The research was led by expert Dr Robert A. Peterson, a professor, The University of Texas at Austin, and John Fleming, Author of Ultimate Gig.
The report also stated that according to Mastercard, a financial services firm, the gig economy will “create an economic impact estimated to exceed $1 trillion dollars in the US, and the number of gig workers is estimated to reach 78 million by the end of 2023.” and the shift from traditional 9-5 work “has a deep impact on the way people expect to work, the hours they work, and how they are paid.” Additionally, it revealed that the gig economy believes in “working multiple gigs, the motivations behind gig work, and how this on-demand economy is shaping on-demand payment preferences.”
Diversity in types of gig work: Key insights
The key findings of the study show that with expanding diversity in the types of jobs available, gig work is being redefined. It extends beyond app-based ride-sharing, encompassing a wide range of industries and sectors.
- With 13% participation, restaurants, grocery and delivery are one of the most trending gigs
- Whereas ride-sharing/transportation services have 8% participation,
- Child-care or elder-care services have 7% participation, followed by
- Freelance photography, graphic design, and copyediting show 4% participation
Insights into the factors influencing gig work volume
Interestingly, the study shows that 60% of the participants “work multiple gigs, of which 23% have more than three gigs.” As per the report, people enter gig work with realistic expectations about potential earnings.
- Around 55% of participants shared that they worked just one gig hoping to earn nearly US$300 per month.
- However, as many as 13% of participants disclosed they earned over US$1,000 for a single gig.
- Surprisingly, 25% of participants shared that they enjoy freelancing or utilising their spare time to explore different interests. This is why, more than money, interests and utilising spare time drive them to take up gig work.
- Gig work offers freedom, flexibility and intentionality, along with demand in the way gig workers expect to be paid.
- About 46% shared that they took up gig work for financial reasons. However, it was not ‘extra money’ but ‘intentional money’ that they were seeking through this gig work.
- Around 50% of respondents shared that gig work money helps them pay the household bills. Meanwhile, nearly 34% said they use gig earnings for savings, investments, or supporting their lifestyle.
Challenges concerning gig work payment: Key findings
More than 83% of participants who took single gigs only said it is ‘somewhat important’ or ‘very important’ that they are paid for performance in a timely fashion, which suggests that companies offering new, innovative means of payment may well have a competitive advantage.

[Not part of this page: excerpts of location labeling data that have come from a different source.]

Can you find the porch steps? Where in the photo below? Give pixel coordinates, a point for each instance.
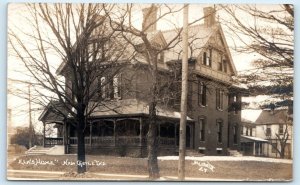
(37, 150)
(234, 153)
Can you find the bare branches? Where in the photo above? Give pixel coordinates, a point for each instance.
(268, 32)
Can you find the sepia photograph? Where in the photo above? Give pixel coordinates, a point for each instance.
(150, 92)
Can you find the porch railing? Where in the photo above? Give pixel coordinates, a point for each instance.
(122, 140)
(51, 141)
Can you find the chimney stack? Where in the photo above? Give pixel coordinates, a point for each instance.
(209, 16)
(149, 19)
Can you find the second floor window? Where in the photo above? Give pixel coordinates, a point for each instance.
(201, 94)
(207, 58)
(219, 99)
(202, 129)
(268, 131)
(219, 131)
(110, 87)
(235, 135)
(281, 129)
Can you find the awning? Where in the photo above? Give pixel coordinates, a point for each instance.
(248, 139)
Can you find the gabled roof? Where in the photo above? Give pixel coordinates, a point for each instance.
(246, 139)
(198, 37)
(268, 116)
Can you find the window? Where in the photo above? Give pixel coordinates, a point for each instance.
(274, 146)
(204, 58)
(201, 94)
(161, 57)
(219, 99)
(234, 98)
(202, 129)
(268, 131)
(220, 65)
(110, 88)
(207, 58)
(225, 66)
(281, 129)
(117, 86)
(235, 135)
(219, 131)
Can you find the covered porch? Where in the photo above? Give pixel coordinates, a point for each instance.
(252, 146)
(119, 132)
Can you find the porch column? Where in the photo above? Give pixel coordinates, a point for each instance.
(141, 128)
(44, 131)
(91, 130)
(115, 128)
(175, 129)
(65, 136)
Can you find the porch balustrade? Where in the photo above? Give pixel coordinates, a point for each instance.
(122, 140)
(52, 141)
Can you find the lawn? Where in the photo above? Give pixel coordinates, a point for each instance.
(208, 168)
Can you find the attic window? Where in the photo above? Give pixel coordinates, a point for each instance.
(160, 57)
(206, 60)
(225, 66)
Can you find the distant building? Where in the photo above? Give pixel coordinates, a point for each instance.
(272, 129)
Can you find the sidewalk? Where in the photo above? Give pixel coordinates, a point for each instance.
(50, 175)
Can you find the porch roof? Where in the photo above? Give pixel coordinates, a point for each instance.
(247, 139)
(133, 107)
(115, 108)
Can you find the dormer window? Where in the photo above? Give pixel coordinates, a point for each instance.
(160, 57)
(110, 87)
(225, 66)
(207, 58)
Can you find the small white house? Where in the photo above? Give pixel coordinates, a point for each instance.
(267, 132)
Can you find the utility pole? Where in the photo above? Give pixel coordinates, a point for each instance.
(30, 120)
(184, 91)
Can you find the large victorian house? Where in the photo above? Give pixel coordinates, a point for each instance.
(121, 126)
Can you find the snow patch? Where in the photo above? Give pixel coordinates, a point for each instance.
(228, 158)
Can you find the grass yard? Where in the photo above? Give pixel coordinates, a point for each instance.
(239, 170)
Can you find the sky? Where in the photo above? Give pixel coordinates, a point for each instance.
(17, 15)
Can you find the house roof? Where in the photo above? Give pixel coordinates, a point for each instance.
(53, 112)
(250, 115)
(247, 139)
(265, 116)
(277, 116)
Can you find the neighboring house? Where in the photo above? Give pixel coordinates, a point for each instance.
(250, 144)
(273, 130)
(214, 116)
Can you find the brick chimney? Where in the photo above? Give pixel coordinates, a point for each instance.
(209, 16)
(149, 19)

Gig work is forcing change for all gig and non-gig companies in the traditional ways of payroll.
On being about payment-related issues faced in gig work, the insights are:
- 39% of respondents shared getting paid immediately upon completion of work
- 61% of respondents shared not getting paid immediately upon completion of work
- 51% of gig workers mentioned compensation or payment-related reason such as frequency of pay, payment method and payment security, as one of the main factors when taking up gig work.
Moreover, the dynamic shift also embraced modern and flexible payment methods, making it easier for the gig workforce.

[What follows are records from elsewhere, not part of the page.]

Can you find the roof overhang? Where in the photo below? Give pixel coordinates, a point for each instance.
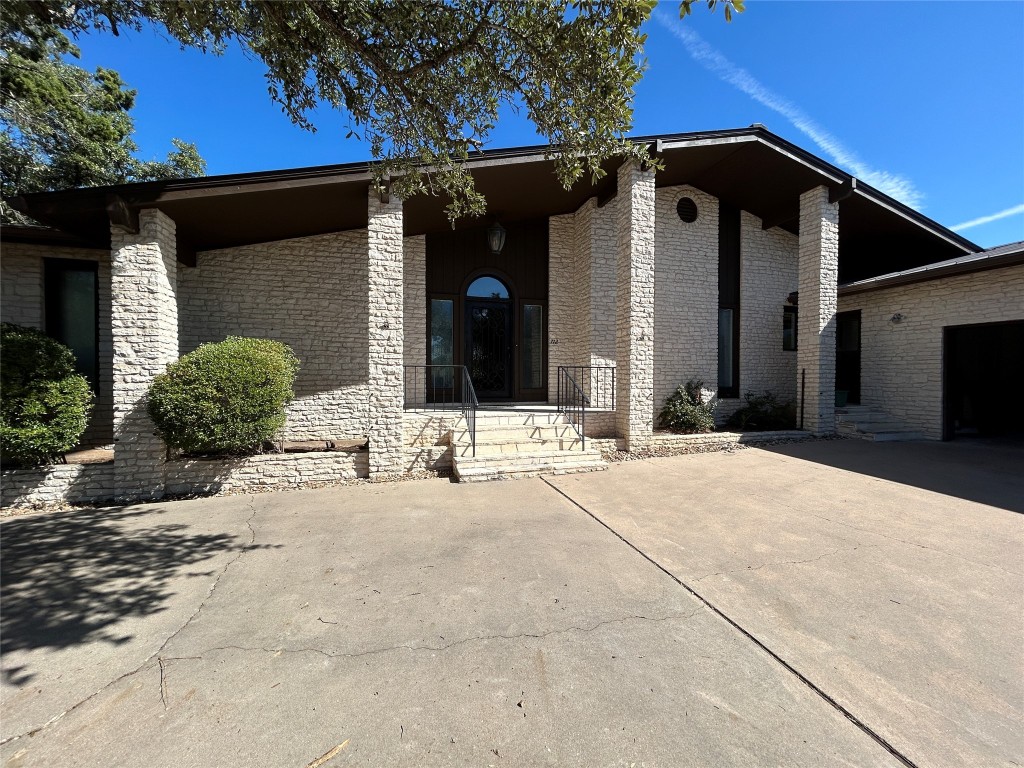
(992, 259)
(750, 168)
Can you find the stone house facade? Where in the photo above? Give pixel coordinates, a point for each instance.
(711, 268)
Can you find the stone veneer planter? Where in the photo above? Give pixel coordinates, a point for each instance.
(61, 483)
(87, 483)
(266, 471)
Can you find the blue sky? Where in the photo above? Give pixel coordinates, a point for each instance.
(923, 99)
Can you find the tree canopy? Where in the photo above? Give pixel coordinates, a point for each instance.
(421, 82)
(65, 127)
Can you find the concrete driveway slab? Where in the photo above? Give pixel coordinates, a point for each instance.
(416, 624)
(900, 600)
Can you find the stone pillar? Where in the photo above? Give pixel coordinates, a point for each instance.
(144, 321)
(635, 305)
(818, 265)
(386, 382)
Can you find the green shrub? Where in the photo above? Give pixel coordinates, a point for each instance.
(44, 403)
(225, 397)
(688, 411)
(764, 413)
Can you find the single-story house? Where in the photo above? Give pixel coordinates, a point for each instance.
(573, 313)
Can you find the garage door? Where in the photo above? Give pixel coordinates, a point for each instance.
(983, 381)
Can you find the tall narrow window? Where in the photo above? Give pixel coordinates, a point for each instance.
(790, 329)
(441, 341)
(532, 346)
(73, 312)
(728, 301)
(726, 378)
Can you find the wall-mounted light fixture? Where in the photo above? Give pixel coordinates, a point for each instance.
(496, 239)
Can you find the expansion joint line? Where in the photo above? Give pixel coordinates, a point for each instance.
(866, 729)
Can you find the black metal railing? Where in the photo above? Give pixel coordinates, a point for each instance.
(572, 401)
(442, 388)
(583, 387)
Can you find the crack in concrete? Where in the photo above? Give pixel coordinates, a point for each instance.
(474, 639)
(785, 562)
(811, 685)
(913, 544)
(146, 663)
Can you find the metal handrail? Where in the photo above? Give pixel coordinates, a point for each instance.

However, 41% reported that they are still being paid in cash or cheque. Whereas, 35% reported direct bank transfers, and 21% reported payment via mobile wallet. Interestingly, 4% reported being paid in Cryptocurrency and “other” digital currency.
Charles Rosenblatt, President of PayQuicker said, “The exponential growth of the global gig economy, an on-demand workforce, is highlighting the challenges companies face in presenting on-demand payment options. There is increasing demand for people to get paid faster, even instantaneously, and for the gig economy, it is a critical part of their household income. As the future of work evolves, so does the need for real-time payment solutions that tackle this head-on and bring streamlined solutions to companies and their gig and alternative workers.”

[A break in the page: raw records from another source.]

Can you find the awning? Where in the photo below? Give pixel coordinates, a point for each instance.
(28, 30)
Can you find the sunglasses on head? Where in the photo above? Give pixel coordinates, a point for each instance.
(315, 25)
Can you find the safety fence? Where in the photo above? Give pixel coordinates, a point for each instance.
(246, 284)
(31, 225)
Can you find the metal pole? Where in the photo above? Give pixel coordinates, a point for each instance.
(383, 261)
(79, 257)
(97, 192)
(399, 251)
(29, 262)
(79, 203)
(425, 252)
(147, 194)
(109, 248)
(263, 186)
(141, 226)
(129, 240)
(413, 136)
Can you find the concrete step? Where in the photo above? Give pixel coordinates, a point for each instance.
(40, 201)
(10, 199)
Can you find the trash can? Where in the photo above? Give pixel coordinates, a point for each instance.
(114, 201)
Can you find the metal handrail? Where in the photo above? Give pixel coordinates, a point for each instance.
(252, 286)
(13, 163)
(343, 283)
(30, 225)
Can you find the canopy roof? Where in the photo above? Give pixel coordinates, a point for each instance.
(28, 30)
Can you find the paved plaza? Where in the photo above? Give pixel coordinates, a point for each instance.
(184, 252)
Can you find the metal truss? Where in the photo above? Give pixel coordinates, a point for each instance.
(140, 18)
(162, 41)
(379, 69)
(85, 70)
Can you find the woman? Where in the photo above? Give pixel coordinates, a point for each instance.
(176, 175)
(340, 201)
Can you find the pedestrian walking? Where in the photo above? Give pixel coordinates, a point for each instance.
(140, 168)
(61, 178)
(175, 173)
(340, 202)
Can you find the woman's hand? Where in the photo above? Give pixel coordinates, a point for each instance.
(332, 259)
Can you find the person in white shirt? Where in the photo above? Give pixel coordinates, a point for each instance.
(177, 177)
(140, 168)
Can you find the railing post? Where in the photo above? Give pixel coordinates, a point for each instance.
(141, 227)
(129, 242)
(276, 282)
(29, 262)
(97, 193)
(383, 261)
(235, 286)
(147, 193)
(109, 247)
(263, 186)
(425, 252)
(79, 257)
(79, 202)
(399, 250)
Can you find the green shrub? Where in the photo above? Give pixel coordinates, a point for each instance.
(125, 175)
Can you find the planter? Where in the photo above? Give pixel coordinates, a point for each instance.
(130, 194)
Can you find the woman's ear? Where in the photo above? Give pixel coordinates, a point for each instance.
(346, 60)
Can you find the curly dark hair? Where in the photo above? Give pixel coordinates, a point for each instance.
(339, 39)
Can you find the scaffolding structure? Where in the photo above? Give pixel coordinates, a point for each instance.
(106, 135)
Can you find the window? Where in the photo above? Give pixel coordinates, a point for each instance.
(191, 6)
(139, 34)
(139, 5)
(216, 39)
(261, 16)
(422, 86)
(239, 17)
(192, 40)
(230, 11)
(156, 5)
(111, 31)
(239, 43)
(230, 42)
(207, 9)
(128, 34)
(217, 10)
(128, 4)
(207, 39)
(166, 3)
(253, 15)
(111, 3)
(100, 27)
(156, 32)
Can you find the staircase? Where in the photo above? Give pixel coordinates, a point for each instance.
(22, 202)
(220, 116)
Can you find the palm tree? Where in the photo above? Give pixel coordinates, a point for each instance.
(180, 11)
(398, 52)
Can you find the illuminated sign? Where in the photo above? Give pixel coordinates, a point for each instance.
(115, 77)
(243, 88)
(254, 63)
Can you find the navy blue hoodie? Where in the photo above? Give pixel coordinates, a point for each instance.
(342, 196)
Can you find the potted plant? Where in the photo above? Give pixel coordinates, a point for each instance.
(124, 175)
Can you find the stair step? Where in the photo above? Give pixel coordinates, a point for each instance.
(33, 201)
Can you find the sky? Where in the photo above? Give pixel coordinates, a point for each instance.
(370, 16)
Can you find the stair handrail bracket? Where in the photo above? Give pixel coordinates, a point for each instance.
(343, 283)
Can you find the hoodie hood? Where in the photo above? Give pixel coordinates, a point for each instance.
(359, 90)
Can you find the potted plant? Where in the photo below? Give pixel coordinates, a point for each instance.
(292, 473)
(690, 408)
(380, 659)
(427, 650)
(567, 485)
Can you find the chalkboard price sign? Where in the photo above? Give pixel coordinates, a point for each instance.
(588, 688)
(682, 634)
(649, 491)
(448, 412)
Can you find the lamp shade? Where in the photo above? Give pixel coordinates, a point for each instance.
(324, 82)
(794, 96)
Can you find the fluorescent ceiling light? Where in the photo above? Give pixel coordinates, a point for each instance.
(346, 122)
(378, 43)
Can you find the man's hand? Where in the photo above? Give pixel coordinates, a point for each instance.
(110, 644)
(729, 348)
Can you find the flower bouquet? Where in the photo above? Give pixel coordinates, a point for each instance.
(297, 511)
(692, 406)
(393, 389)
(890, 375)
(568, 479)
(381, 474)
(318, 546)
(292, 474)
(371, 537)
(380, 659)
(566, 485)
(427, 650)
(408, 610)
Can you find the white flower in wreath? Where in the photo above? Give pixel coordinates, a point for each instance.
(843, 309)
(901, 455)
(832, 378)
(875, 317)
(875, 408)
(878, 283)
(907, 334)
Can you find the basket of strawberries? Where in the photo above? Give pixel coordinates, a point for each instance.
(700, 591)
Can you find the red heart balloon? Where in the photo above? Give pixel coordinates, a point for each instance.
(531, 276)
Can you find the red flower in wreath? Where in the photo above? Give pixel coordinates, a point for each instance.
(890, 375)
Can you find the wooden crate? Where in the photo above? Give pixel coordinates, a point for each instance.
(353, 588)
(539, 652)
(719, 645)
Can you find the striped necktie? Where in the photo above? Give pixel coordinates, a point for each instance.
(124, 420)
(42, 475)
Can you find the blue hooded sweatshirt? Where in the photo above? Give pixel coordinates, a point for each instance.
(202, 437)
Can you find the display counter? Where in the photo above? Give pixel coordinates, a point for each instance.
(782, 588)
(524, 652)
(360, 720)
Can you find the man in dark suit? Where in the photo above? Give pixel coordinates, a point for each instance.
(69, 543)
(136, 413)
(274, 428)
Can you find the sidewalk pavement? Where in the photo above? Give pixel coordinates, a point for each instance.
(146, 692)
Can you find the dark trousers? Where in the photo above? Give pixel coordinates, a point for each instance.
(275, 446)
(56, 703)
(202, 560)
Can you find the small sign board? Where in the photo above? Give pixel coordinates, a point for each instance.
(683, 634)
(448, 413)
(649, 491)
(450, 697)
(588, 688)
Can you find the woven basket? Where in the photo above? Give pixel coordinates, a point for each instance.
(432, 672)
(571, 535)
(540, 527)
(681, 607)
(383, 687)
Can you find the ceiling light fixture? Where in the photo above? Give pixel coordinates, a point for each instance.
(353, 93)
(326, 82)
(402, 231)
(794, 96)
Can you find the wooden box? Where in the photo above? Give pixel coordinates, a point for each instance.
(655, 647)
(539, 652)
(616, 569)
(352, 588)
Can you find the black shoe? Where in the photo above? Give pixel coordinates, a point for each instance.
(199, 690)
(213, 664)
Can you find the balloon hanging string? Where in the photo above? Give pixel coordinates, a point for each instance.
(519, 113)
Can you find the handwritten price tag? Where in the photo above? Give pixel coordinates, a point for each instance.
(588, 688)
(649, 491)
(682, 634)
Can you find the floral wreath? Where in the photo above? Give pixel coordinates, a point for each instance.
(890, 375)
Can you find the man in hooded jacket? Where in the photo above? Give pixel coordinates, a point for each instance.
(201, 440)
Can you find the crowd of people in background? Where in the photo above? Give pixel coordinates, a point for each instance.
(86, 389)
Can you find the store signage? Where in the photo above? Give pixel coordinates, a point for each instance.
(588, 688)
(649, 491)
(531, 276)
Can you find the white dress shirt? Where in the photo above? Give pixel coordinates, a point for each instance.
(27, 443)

Dr Peterson added, “Until now, there had not been a comprehensive study of the motivations and preferences of gig workers, as prior research has been limited to specific subcategories of gig work. In conducting this research, we wanted to identify and understand a broader array of gig workers, and document their gig-related behaviours, demographic characteristics, and motivations in a form useful for business decision-makers and public policy officials.”
Fleming concluded the report insights by saying, “The continued growth of gig workers is having profound impacts on not just the U.S. economy, but on a global scale. An understanding of the motivations and actions of gig workers is critical in today’s world, given this global impact. The insights and implications provided by this research should serve to inform and improve managerial decision-making regarding the nature, scope, and growth of the gig economy and the gig workers who participate in it.”